Ludvig Dmitrievich Faddeev - Biography#
Ludvig Dmitrievich Faddeev(also Ludwig Dmitriyevich; Лю́двиг Дми́триевич Фадде́ев; born March 23, 1934) is a Soviet and Russian theoretical physicist and mathematician. He is famous for the discovery of the Faddeev equations in the theory of the quantum mechanical three-body problem+ and for the development of path integral methods in the quantization of non-abelian gauge field theories, including the introduction (with Victor Popov) of Faddeev–Popov ghosts. He led the Leningrad School, in which he along with many of his students developed the quantum inverse scattering method for studying quantum integrable systems in one space and one time dimension. This work led to the invention of quantum groups by Drinfeld and Jimbo.

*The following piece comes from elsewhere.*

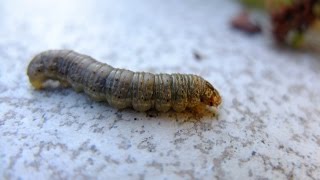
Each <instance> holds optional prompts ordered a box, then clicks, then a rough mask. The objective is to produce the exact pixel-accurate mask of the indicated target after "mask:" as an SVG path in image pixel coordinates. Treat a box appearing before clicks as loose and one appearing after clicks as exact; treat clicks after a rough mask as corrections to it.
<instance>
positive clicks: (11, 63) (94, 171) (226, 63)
mask: <svg viewBox="0 0 320 180" xmlns="http://www.w3.org/2000/svg"><path fill="white" fill-rule="evenodd" d="M240 9H241V7H240V6H239V5H238V4H236V3H235V2H234V1H230V0H228V1H219V0H203V1H198V0H185V1H182V0H170V1H163V0H140V1H135V2H133V1H130V0H108V1H104V2H102V1H97V0H96V1H86V0H79V1H78V0H72V1H53V0H52V1H41V0H35V1H18V0H12V1H2V2H1V6H0V27H1V29H0V37H1V40H0V62H1V66H0V135H1V138H0V147H1V149H0V179H96V178H97V179H107V178H114V179H115V178H117V179H118V178H119V179H129V178H130V179H319V177H320V118H319V117H320V83H319V79H320V61H319V59H317V58H316V57H314V56H312V55H308V54H304V53H295V52H292V51H290V50H285V49H279V48H278V47H276V46H275V45H274V44H273V42H272V40H271V39H270V38H269V36H268V33H266V31H264V34H262V35H258V36H252V37H249V36H246V35H244V34H242V33H240V32H236V31H234V30H232V29H230V27H229V24H228V21H229V19H230V18H231V17H232V16H233V15H234V14H235V13H237V12H238V11H239V10H240ZM62 48H68V49H73V50H76V51H78V52H81V53H84V54H88V55H91V56H93V57H95V58H96V59H98V60H100V61H103V62H106V63H110V64H112V65H113V66H116V67H122V68H128V69H132V70H135V71H136V70H139V71H151V72H154V73H157V72H168V73H170V72H181V73H193V74H199V75H202V76H203V77H205V78H206V79H208V80H209V81H210V82H212V83H213V84H214V86H215V87H217V88H218V89H219V90H220V92H221V94H222V96H223V98H224V102H223V105H222V107H221V109H220V111H219V115H218V116H216V117H214V116H205V117H203V118H200V119H199V118H197V117H195V116H193V115H192V114H190V113H185V114H183V113H174V112H170V113H164V114H157V113H155V112H151V113H137V112H134V111H133V110H123V111H118V110H116V109H113V108H111V107H109V106H108V105H107V104H105V103H97V102H94V101H92V100H91V99H89V98H88V96H86V95H84V94H82V93H76V92H74V91H73V90H71V89H62V88H57V89H51V90H46V91H35V90H33V88H32V87H31V85H30V83H29V82H28V79H27V76H26V67H27V65H28V63H29V60H30V58H31V57H32V56H33V55H34V54H36V53H39V52H41V51H43V50H47V49H62ZM194 53H198V54H200V55H201V57H202V58H200V60H197V59H195V57H194Z"/></svg>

Faddeev was born in Leningrad to a family of mathematicians. His father, Dmitry Faddeev, was a well known algebraist, professor of Leningrad University and member of the Russian Academy of Sciences. His mother was known for her work in numerical linear algebra. Faddeev attended Leningrad University, receiving his undergraduate degree in 1956. He enrolled in physics, rather than mathematics, "to be independent of his father". Nevertheless, he received a solid education in mathematics as well "due to the influence of V. A. Fock and V. I. Smirnov". His doctoral work, on scattering theory, was completed in 1959 under the direction of Olga Ladyzhenskaya.
From 1976 to 2000, Faddeev was head of the St. Petersburg Department of Steklov Institute of Mathematics of Russian Academy of Sciences (PDMI RAS). In 1988 he founded the Euler International Mathematical Institute, now a department of PDMI RAS.

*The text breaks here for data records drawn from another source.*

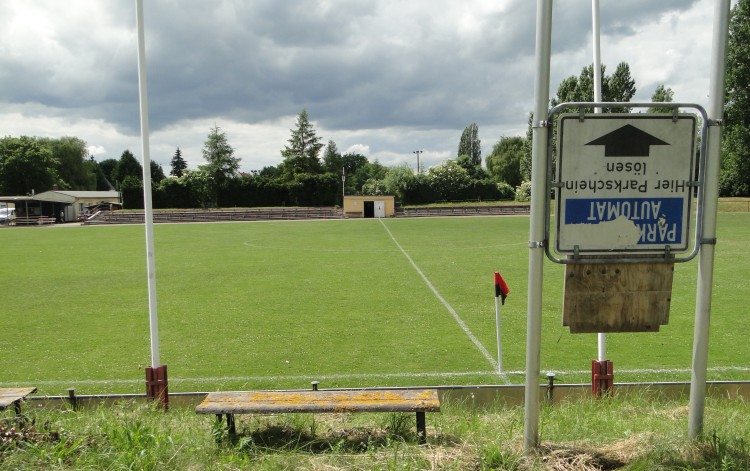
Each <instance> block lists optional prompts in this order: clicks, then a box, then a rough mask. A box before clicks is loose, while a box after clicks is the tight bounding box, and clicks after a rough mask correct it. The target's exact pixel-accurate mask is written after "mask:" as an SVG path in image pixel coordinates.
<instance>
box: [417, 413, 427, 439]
mask: <svg viewBox="0 0 750 471" xmlns="http://www.w3.org/2000/svg"><path fill="white" fill-rule="evenodd" d="M417 435H418V436H419V444H420V445H425V444H426V443H427V420H426V419H425V416H424V411H417Z"/></svg>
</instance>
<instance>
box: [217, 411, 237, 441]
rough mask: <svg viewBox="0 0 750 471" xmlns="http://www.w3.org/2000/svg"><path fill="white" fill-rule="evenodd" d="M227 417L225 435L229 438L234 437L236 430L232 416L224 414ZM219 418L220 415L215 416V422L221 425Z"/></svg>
mask: <svg viewBox="0 0 750 471" xmlns="http://www.w3.org/2000/svg"><path fill="white" fill-rule="evenodd" d="M224 415H226V416H227V433H228V434H229V435H230V436H233V435H236V433H237V430H236V429H235V426H234V414H224ZM221 416H222V414H216V422H217V423H218V424H219V425H221Z"/></svg>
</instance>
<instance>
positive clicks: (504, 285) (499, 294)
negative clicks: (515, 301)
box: [495, 272, 510, 304]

Faddeev has been a member of the Russian Academy of Sciences since 1976,
and is a member of a number of foreign academies, including the U. S. National Academy of Sciences, the French Academy of Sciences, and the Royal Society.

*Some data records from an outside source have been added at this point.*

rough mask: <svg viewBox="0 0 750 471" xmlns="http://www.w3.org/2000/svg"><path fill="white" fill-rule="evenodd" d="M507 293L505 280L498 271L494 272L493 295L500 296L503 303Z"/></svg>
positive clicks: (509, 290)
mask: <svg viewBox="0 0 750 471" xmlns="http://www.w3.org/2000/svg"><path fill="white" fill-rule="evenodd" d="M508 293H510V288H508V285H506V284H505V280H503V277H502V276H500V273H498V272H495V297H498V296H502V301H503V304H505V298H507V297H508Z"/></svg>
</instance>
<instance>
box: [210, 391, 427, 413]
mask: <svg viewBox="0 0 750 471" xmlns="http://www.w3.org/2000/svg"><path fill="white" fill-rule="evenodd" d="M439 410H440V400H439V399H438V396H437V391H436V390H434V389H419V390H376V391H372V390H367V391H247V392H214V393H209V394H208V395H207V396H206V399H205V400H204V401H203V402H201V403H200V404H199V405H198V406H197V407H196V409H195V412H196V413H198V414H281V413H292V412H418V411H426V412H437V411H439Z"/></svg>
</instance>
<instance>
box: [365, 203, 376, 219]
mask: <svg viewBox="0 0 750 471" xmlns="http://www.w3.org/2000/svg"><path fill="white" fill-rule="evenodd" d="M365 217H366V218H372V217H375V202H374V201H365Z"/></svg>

He received numerous honors including USSR State Prize (1971), Dannie Heineman Prize (1975), Dirac Prize (1990), Max Planck Medal (1996), Demidov Prize (2002 - "For outstanding contribution to the development of mathematics, quantum mechanics, string theory and solitons") and the State Prize of the Russian Federation (1995, 2004). He is a former president of the International Mathematical Union (1986–1990). He was awarded the Henri Poincaré Prize in 2006 and the Shaw Prize in mathematical sciences in 2008. Also the Karpinsky International Prize and the Max Planck Medal (German Physical Society).